Just outside the inland southern Dutch city of Dordrecht a strange scene meets the eye: steel superstructures of dozens of big and small ships rise like buildings from behind a line of trees.
Anchored in rows up to four deep, cargo carriers, tankers and barges registered in ports such as Gibraltar, Malta and Limassol quietly sway in Dutch Harbor, a mothball yard for ships waiting for a bargain buyer.
Nowhere is the evidence starker that global shipping has sailed into turbulent waters resulting from Europe’s debt crisis than here along a 400m pier — essentially a cheap parking space for ships too expensive to run or formerly owned by shipping firms that have gone insolvent.
“In the last few years our business has picked up substantially,” said Gerard Heuvelman, manager of the family-run port on the Dordtsche Kil, a tributary connecting two main southern Dutch arterial waterways.
In sharp contrast with Rotterdam, Europe’s busiest port, a mere 60km downstream, the 25 laid-up ships at Dutch Harbor — some weighing as much as 10,000 tonnes — lay silent, “crewed” by one or two watchmen to keep an eye on operations and security.
“At least half the ships here belong to firms that have gone bankrupt. The other half belong to companies that have no work for them,” Heuvelman told reporters.
“It has never been as bad as this,” added Carel van Lynden, an expert lawyer in the ship-brokering industry in Rotterdam. “Until 2008 things had been going well — everybody wanted a slice of the shipping industry pie during the boom times. Lots of orders were placed.”
“But because of first the financial crisis and now the euro crisis, less goods are being shipped and less ships are required. Many of the ships ordered when things were still going well are only being delivered now — basically there is a huge over-capacity,” Van Lynden told reporters.
The WTO last month slashed its global trade growth outlook for the year to 2.5 percent from a previous 3.7 percent, citing the eurozone crisis and weak growth in the US and China as key factors.
With the IMF likely to lower its own growth estimates for the global economy this week, also naming the eurozone crisis as a major contributor, the global shipping industry has been hard hit.
In Germany, which controls 40 percent of the global container shipping market, more than 100 shipping businesses have shut down and a further 800 are threatened with insolvency, Britain’s Daily Telegraph said in August.
Analysts at the London-based global shipping industry tracker Lloyd’s List Intelligence said that the number of idle container ships around the world has grown from 254 in August to 268 at the start of this month.
A report last month by the authoritative Institute for Shipping Economics and Logistics (ISL) in Bremen, Germany, said second-hand ships are being sold off at bargain prices because there are now so many on the market.

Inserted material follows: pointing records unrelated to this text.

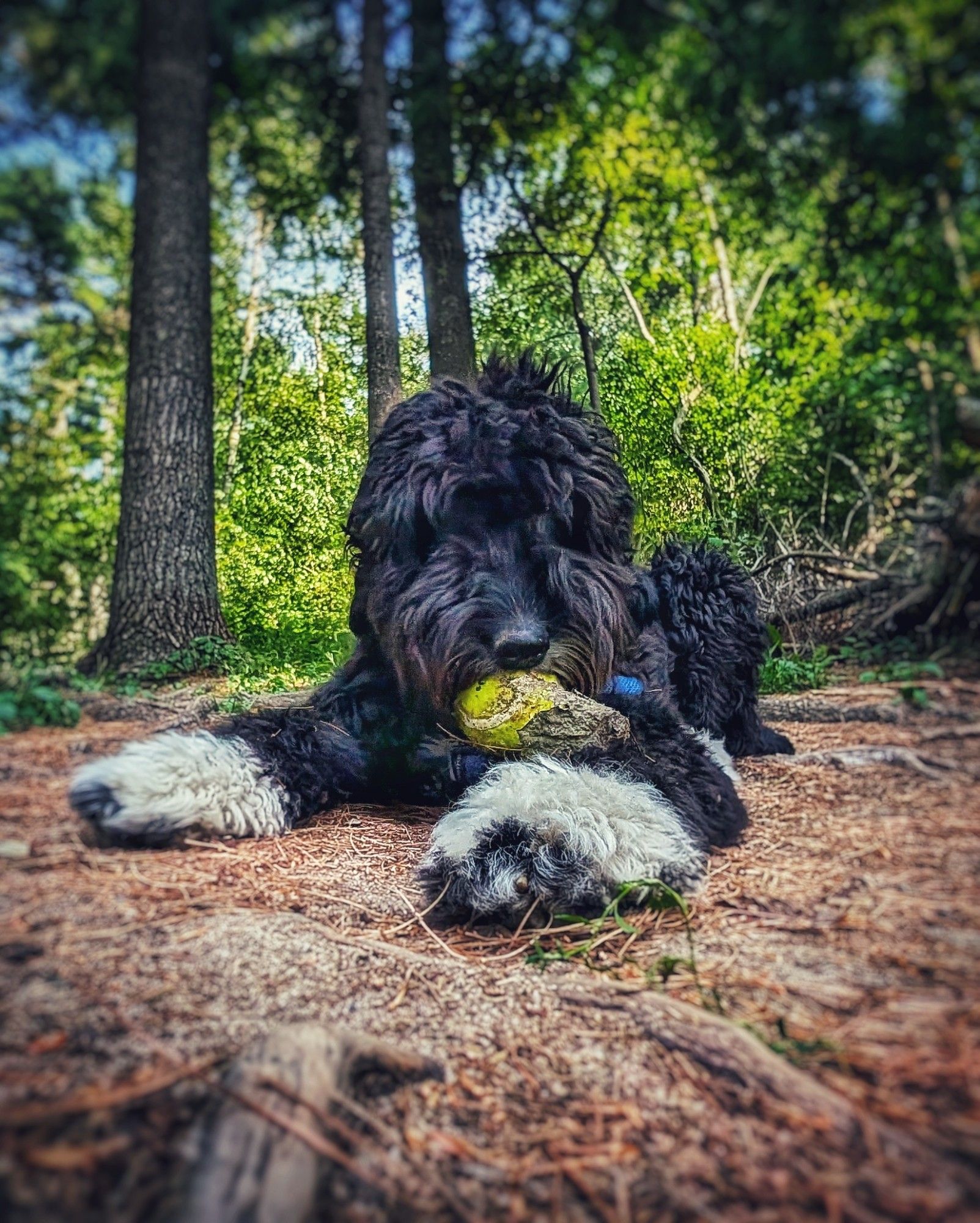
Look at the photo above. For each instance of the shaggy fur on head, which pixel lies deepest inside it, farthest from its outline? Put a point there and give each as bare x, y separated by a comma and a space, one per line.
493, 531
493, 512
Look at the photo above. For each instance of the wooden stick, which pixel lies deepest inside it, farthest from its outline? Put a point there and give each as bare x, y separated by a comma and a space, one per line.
256, 1156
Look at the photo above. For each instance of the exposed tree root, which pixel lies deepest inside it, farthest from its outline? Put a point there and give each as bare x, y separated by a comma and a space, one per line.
878, 754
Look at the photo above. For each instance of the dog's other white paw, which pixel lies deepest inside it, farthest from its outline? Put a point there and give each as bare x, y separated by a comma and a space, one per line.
564, 835
175, 783
719, 754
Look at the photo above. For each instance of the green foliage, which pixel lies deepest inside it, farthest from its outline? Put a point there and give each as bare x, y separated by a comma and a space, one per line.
203, 656
31, 700
795, 673
825, 163
646, 895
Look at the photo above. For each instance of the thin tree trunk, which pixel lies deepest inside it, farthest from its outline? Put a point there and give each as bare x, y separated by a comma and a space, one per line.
444, 260
165, 582
721, 254
259, 235
384, 365
954, 240
935, 435
586, 341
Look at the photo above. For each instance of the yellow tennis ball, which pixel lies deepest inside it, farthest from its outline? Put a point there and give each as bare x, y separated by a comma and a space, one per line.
493, 712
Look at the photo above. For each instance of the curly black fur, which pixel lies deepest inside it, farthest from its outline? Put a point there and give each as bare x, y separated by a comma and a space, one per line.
493, 529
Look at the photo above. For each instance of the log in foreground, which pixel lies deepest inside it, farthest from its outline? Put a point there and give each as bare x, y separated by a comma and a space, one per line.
259, 1155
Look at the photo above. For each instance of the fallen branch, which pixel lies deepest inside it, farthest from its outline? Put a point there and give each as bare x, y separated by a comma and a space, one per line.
968, 732
835, 601
88, 1100
257, 1155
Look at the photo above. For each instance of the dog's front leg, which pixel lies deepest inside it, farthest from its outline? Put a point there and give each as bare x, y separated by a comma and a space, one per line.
256, 777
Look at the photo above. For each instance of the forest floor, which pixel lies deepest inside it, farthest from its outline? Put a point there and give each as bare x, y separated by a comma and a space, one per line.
808, 1050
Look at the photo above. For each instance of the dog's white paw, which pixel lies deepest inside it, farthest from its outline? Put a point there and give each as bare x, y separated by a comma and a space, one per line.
562, 835
719, 754
174, 783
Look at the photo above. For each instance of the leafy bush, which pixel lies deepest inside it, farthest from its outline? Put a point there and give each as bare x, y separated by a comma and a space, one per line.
29, 700
795, 673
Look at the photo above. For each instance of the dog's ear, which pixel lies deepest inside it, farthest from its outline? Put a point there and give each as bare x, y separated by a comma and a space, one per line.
392, 514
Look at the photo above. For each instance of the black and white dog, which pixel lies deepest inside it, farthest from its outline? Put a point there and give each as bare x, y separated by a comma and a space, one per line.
493, 530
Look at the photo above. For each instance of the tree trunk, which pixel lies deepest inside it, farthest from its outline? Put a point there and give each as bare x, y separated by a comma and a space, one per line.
952, 239
444, 261
721, 254
586, 341
165, 582
384, 366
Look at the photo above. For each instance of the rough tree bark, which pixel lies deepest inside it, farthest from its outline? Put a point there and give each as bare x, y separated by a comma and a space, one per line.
444, 260
260, 1155
165, 582
384, 368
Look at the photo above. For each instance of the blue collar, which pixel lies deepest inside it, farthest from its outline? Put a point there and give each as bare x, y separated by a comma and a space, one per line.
624, 685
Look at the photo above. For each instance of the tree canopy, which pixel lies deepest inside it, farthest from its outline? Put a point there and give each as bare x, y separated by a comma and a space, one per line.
751, 234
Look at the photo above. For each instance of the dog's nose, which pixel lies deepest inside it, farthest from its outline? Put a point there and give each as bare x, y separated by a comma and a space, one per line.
521, 649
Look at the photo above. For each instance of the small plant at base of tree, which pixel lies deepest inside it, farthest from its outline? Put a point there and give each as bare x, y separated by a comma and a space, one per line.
31, 700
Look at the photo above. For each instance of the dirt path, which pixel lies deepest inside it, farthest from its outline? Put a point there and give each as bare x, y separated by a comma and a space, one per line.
818, 1061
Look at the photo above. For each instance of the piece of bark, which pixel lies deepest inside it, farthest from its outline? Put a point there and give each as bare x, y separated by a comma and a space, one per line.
258, 1158
573, 723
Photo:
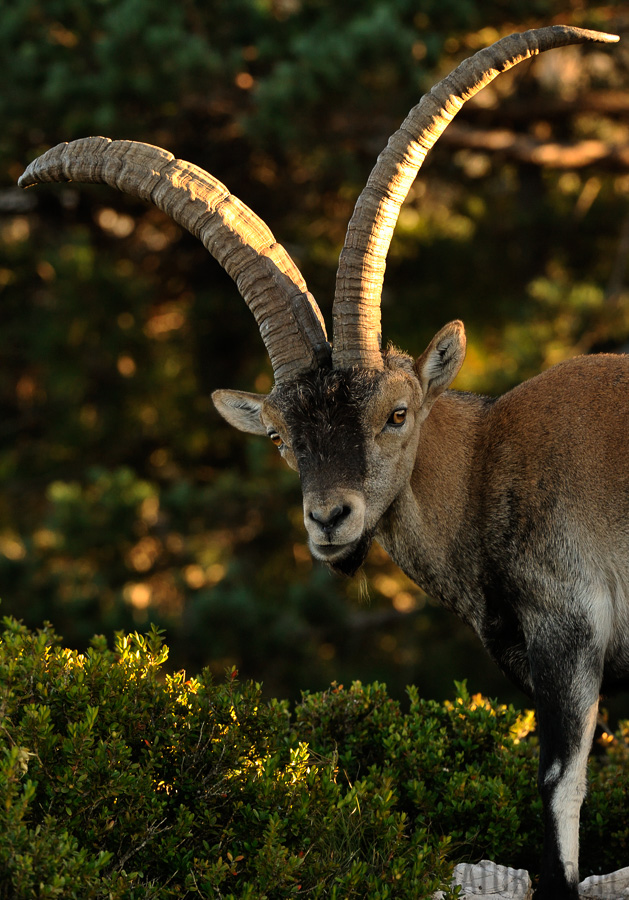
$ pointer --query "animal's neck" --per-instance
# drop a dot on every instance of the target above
(427, 529)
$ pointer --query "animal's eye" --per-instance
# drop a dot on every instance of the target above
(397, 417)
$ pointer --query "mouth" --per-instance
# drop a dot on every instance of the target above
(328, 552)
(343, 558)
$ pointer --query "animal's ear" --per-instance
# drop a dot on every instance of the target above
(242, 410)
(440, 362)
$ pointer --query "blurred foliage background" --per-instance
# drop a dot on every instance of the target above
(125, 499)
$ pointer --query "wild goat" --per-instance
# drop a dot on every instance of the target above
(513, 512)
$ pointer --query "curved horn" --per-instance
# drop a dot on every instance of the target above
(356, 310)
(288, 317)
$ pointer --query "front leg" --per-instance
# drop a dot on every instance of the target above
(566, 669)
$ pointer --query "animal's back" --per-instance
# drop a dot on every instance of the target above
(564, 436)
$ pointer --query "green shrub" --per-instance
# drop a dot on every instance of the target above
(117, 781)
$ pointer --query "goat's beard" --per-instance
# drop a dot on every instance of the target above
(350, 564)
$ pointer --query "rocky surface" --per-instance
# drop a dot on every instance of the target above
(489, 881)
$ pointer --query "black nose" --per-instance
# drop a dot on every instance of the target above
(328, 519)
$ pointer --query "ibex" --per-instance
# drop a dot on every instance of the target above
(514, 512)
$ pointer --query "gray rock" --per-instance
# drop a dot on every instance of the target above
(491, 881)
(614, 886)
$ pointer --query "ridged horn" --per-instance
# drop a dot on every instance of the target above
(356, 311)
(288, 317)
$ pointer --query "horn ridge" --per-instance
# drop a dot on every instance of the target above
(266, 276)
(356, 310)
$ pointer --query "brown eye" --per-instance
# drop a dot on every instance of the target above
(397, 417)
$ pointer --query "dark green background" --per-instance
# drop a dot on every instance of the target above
(125, 499)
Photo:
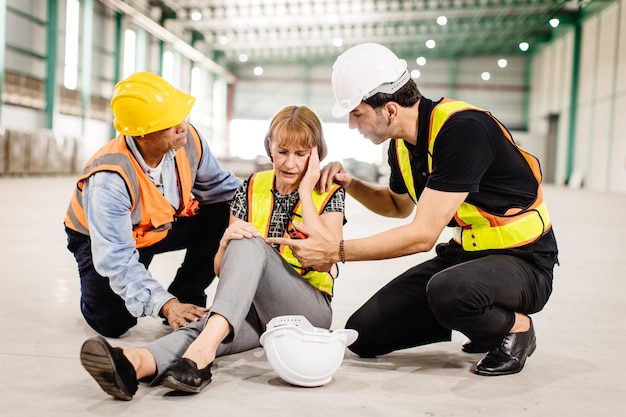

“Due to the continuing difficult market situation, especially for smaller units [ships] that have been displaced due to a cascade effect it is highly likely that this figure [from Lloyd’s] will increase in the coming weeks,” the Germany-based ISL added.
The Netherlands has always been seen as a haven for those quickly wanting to sell a ship to cover costs, because of the country’s unique maritime laws.
Public sales of ships are so popular here they are even called “Dutch auctions.”
So far, 12 foreign-flagged sea-going ships have been sold this way since the start of the year, Van Lynden said, but sales of ships are drying up.
Such is the glut of unused vessels that banks no longer consider it worth their while to sell ships to recover money from bankrupt companies.
“Many banks now put shipping companies in what we refer to as their ‘intensive care units’ where they keep the companies afloat rather that foreclosing on them,” as it is more cost-effective, Van Lynden said.
Back at Dordrecht’s Dutch Harbor, Heuvelman waved his arm in a wide arc at the abandoned, rain-swept vessels.
“None of these ships have a happy tale to tell,” he said.